Recently, I was reminded that Broadway play revivals do extremely well. Part of that is because we like old favorites, but much of it is because younger audiences haven’t experienced the wonder of those old favorites.
At the beginning of my writing about using technology with students I had one, borrowed computer in my classroom. My first article was If You Had One Computer, What Would You Do with It? I don’t know if it’s still out there on the Web, but since then there have been plenty of similar story lines written. As much as I talk about incredible tech possibilities, I always try to remain realistic. I’ve been in too many schools and classroom, talked to many teachers and administrators, and been in front of too many kids to forget that there are essential lessons that need to be given more than once.
I know there’s plenty to list, but with one computer and knowledge of four simple things, a teacher can begin self-contained digital blending lessons without leaving the classroom—or going to the Internet. And while I’d rather have all classroom hands on a computing device, and everyone a world digital citizen, I understand the reality. We begin students where their next step is, and we must to that with educators as well—especially when it comes to technology.
In districts and schools, where teachers don’t get computers, learning the four things on my list may have educators bringing their own devices to school. What? You thought BYOD was a new battle cry? BYO goes back to chalk pushing days, and most of today’s education tech experts, whether they’ll admit it or not, started by bringing their own computers, tablets, and smart devices to class. Some of us are self-starters and self-trainers, but most of us may need an easy primer to begin. That’s what this is about.
Here are the four things I’d teach all educators, if I had the chance. They can all be done with free and easy-to-use software without scaring anyone away. Sorry, you won’t find PowerPoint on the list.

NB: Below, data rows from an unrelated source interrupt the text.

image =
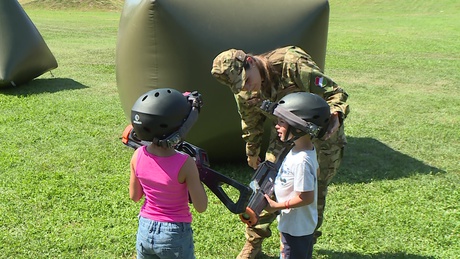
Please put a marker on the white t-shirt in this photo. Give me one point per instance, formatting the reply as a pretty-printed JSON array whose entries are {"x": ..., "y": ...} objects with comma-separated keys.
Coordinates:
[{"x": 297, "y": 174}]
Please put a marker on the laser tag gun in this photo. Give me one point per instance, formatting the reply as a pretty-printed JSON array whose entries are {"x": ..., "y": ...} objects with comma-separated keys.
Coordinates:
[
  {"x": 262, "y": 183},
  {"x": 263, "y": 180}
]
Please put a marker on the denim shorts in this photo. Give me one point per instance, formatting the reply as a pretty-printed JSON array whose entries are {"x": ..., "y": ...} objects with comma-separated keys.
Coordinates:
[{"x": 164, "y": 240}]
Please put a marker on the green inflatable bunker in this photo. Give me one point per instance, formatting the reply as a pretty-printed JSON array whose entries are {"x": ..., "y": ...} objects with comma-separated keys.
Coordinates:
[
  {"x": 24, "y": 54},
  {"x": 172, "y": 43}
]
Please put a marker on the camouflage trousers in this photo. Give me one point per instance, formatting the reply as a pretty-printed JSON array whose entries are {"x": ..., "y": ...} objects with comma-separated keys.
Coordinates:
[{"x": 329, "y": 153}]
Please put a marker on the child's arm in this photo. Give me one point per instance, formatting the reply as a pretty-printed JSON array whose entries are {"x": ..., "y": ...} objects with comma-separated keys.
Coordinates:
[
  {"x": 135, "y": 189},
  {"x": 194, "y": 185},
  {"x": 302, "y": 199}
]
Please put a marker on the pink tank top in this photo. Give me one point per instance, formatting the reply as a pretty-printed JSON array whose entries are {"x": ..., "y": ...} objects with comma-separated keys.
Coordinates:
[{"x": 166, "y": 200}]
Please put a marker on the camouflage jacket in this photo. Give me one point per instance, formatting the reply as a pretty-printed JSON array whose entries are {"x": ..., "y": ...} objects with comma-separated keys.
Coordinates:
[{"x": 296, "y": 71}]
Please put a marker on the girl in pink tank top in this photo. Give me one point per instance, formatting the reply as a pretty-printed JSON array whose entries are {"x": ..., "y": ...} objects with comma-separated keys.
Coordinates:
[{"x": 165, "y": 178}]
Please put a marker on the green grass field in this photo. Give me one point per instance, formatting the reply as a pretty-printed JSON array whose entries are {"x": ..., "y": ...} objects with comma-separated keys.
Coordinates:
[{"x": 64, "y": 172}]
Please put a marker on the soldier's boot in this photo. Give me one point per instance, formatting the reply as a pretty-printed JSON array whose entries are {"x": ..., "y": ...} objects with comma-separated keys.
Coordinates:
[{"x": 250, "y": 249}]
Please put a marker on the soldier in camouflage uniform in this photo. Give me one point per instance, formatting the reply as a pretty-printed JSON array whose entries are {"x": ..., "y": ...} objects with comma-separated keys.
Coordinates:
[{"x": 272, "y": 75}]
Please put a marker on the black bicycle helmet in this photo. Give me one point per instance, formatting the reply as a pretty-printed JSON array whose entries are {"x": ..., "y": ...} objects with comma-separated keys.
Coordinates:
[
  {"x": 159, "y": 113},
  {"x": 306, "y": 112}
]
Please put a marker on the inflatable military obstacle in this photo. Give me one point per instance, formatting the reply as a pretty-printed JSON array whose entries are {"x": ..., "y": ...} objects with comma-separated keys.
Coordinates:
[
  {"x": 24, "y": 54},
  {"x": 172, "y": 43}
]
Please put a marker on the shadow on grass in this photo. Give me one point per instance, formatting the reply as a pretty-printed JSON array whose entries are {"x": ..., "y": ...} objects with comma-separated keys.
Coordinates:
[
  {"x": 350, "y": 255},
  {"x": 367, "y": 159},
  {"x": 48, "y": 85}
]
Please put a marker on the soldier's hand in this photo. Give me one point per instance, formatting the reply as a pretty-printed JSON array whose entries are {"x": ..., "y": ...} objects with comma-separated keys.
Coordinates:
[
  {"x": 253, "y": 161},
  {"x": 333, "y": 126}
]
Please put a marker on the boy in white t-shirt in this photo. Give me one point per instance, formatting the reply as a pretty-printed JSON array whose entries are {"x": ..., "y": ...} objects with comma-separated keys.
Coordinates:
[{"x": 301, "y": 117}]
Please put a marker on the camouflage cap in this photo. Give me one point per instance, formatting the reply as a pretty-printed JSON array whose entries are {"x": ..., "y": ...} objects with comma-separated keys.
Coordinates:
[{"x": 227, "y": 68}]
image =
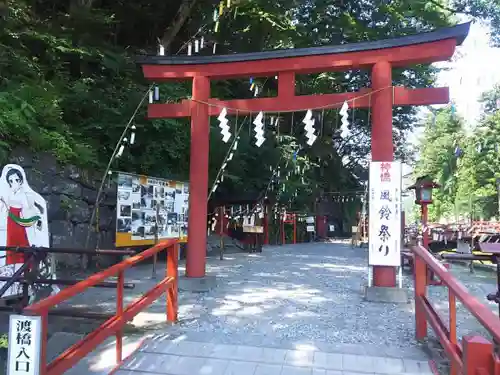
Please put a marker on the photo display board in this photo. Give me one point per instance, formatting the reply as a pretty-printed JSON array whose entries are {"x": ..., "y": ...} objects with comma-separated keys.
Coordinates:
[
  {"x": 142, "y": 201},
  {"x": 385, "y": 214}
]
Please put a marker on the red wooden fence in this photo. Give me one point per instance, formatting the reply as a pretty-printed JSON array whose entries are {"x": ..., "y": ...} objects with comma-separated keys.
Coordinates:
[
  {"x": 115, "y": 324},
  {"x": 475, "y": 354}
]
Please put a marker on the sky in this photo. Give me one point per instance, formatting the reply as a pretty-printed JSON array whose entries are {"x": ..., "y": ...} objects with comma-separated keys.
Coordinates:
[{"x": 473, "y": 70}]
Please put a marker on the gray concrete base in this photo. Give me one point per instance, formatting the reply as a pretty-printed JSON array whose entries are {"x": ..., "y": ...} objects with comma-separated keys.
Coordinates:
[
  {"x": 197, "y": 284},
  {"x": 386, "y": 295}
]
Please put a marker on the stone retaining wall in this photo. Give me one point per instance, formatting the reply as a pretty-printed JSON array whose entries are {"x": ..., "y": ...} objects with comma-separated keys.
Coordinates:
[{"x": 70, "y": 193}]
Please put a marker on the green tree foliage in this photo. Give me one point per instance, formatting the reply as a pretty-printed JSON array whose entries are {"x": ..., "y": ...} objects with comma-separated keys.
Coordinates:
[
  {"x": 470, "y": 181},
  {"x": 69, "y": 84}
]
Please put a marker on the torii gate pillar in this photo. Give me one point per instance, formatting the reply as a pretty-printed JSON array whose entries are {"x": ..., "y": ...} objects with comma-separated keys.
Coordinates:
[
  {"x": 382, "y": 143},
  {"x": 198, "y": 178},
  {"x": 379, "y": 56}
]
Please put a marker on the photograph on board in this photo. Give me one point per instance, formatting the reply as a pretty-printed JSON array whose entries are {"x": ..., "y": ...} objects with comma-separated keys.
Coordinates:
[
  {"x": 124, "y": 181},
  {"x": 125, "y": 210},
  {"x": 124, "y": 225}
]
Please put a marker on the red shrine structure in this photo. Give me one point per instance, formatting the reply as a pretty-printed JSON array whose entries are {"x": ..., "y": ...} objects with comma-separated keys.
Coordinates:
[{"x": 380, "y": 57}]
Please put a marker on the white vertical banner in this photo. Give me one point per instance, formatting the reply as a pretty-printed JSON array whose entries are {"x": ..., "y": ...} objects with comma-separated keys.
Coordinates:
[
  {"x": 385, "y": 214},
  {"x": 25, "y": 334}
]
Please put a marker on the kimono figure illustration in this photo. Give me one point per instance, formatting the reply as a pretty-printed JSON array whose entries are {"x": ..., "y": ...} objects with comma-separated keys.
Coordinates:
[{"x": 23, "y": 217}]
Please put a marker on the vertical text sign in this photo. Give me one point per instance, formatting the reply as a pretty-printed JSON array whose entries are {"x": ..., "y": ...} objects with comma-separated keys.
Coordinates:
[
  {"x": 25, "y": 334},
  {"x": 385, "y": 214}
]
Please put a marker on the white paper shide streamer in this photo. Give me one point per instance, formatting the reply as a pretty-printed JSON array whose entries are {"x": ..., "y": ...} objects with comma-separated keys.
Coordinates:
[
  {"x": 259, "y": 129},
  {"x": 223, "y": 124},
  {"x": 309, "y": 128}
]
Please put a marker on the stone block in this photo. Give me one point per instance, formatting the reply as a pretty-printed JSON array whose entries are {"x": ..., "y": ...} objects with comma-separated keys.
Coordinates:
[
  {"x": 197, "y": 284},
  {"x": 386, "y": 294}
]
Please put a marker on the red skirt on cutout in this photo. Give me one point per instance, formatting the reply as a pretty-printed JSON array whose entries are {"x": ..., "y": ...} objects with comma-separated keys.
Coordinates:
[{"x": 16, "y": 236}]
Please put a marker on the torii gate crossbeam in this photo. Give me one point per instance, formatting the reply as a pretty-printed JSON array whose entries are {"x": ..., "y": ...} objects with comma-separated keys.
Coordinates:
[{"x": 379, "y": 57}]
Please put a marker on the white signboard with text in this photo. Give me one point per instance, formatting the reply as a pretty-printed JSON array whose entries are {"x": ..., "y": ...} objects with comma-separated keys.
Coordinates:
[
  {"x": 25, "y": 333},
  {"x": 385, "y": 214}
]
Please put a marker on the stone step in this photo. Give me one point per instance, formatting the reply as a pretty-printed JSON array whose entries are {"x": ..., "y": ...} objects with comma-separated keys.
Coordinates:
[
  {"x": 167, "y": 357},
  {"x": 101, "y": 361}
]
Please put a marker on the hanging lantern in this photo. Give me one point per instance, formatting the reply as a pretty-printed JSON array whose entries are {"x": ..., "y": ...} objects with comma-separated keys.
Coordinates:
[
  {"x": 132, "y": 135},
  {"x": 121, "y": 149}
]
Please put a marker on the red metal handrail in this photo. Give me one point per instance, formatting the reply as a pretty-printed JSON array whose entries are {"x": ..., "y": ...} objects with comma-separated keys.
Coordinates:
[
  {"x": 476, "y": 354},
  {"x": 115, "y": 324}
]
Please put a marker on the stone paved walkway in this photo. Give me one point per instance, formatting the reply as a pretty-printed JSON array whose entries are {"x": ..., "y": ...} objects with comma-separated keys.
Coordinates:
[{"x": 296, "y": 309}]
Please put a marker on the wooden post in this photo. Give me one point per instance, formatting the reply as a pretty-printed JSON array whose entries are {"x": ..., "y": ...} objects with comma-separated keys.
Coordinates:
[
  {"x": 198, "y": 178},
  {"x": 477, "y": 355},
  {"x": 172, "y": 292},
  {"x": 222, "y": 213},
  {"x": 420, "y": 281}
]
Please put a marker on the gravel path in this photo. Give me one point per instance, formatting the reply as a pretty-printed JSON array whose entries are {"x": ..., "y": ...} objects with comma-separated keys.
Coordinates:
[{"x": 306, "y": 294}]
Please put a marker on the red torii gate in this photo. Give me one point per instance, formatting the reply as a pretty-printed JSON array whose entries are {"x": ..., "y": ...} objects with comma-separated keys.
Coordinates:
[{"x": 379, "y": 56}]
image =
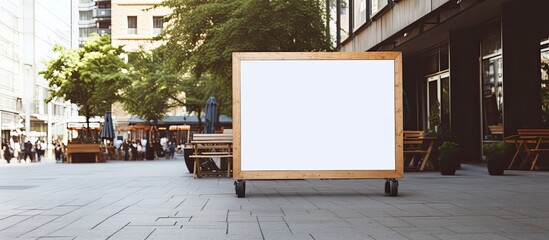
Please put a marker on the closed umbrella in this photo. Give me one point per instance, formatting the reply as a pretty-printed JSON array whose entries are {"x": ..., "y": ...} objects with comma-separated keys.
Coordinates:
[
  {"x": 210, "y": 115},
  {"x": 107, "y": 132}
]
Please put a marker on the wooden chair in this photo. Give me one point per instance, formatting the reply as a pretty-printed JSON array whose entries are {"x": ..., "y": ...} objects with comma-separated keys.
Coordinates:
[
  {"x": 529, "y": 142},
  {"x": 415, "y": 143}
]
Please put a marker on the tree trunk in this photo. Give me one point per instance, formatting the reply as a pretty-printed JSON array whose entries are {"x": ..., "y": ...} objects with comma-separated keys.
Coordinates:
[{"x": 88, "y": 132}]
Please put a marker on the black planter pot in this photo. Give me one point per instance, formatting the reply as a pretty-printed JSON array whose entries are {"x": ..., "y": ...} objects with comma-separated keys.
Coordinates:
[
  {"x": 495, "y": 167},
  {"x": 447, "y": 167}
]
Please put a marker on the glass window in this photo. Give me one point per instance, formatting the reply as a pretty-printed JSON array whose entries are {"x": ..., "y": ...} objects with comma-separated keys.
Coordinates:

- One word processing application. I don’t care what it is—MS Word or something online like Google Docs—if available. You may find this a crazy one to list, but I have been in professional development workshops, where the presenter was sharing incredible—way-out-there ideas, while teachers in front of computers couldn’t use a word processing software—even in the simplest way. Learning how to save documents to a location for future retrievable is a valuable learning aside as well. This is not a time for keyboarding lessons so don’t give any.
- How to take a digital photo using an inboard or attached camera. Most computing devices have at least one camera; using it/them is fundamental. Owning a cell phone doesn’t make anyone an expert. Later, as a follow-up, sharing a simple photo editing application would be great. First, capturing and image and saving it where it can be found, again, are the plan.
- How to record and save simple voice recordings. Again, no editing here. Whether it’s free Sound Recorder or Audacity, it doesn’t matter. The ability to record sound and voice in a classroom easily and quickly will inspire ideas.
- How to record a simple movie is a valuable goal. There is no reason it can’t be done by every teacher, so that it is a useful lesson extension, or integral daily teaching tool. Again, no editing required, and it can be easily done using onboard or attached cameras. This is as easy as clicking start and stop—and then saving to a searchable and retrievable location.
I dare say that if I knew the type of equipment, an initial professional development lesson like this would require an hour. It could certainly be done during an after school/before school gathering, or as part of a summer program before the new school year begins. While this may not be something for your pioneering app/device users, it is something for most teachers, even if it is presented as a refresher. You’d be amazed at how many of those so-called tech experts will learn something from these simple tech shows. Following up later with presentation ideas and devices will be easier next steps.
I have friends who only use smartphones for digital images, audio and video. While it can be done, making sure that the format is universally or classroom usable is important. By that I mean usable without being a format magician. Some people get a kick out of reformatting, and will spend hours doing it. For most, that’s crazy time spent, and not worth the effort. These primer sessions are not only useful in sharing easy-to-do how tos, but also the foundation for educators learning that tech doesn’t have to be scary or difficult. In that way, the word “TRY” gets new life, and “CAN DO” happens. The best part will be when a few of your Primer Crew asks for “MORE”, and your Pioneer Crew begin getting questions about what they’re digitally doing.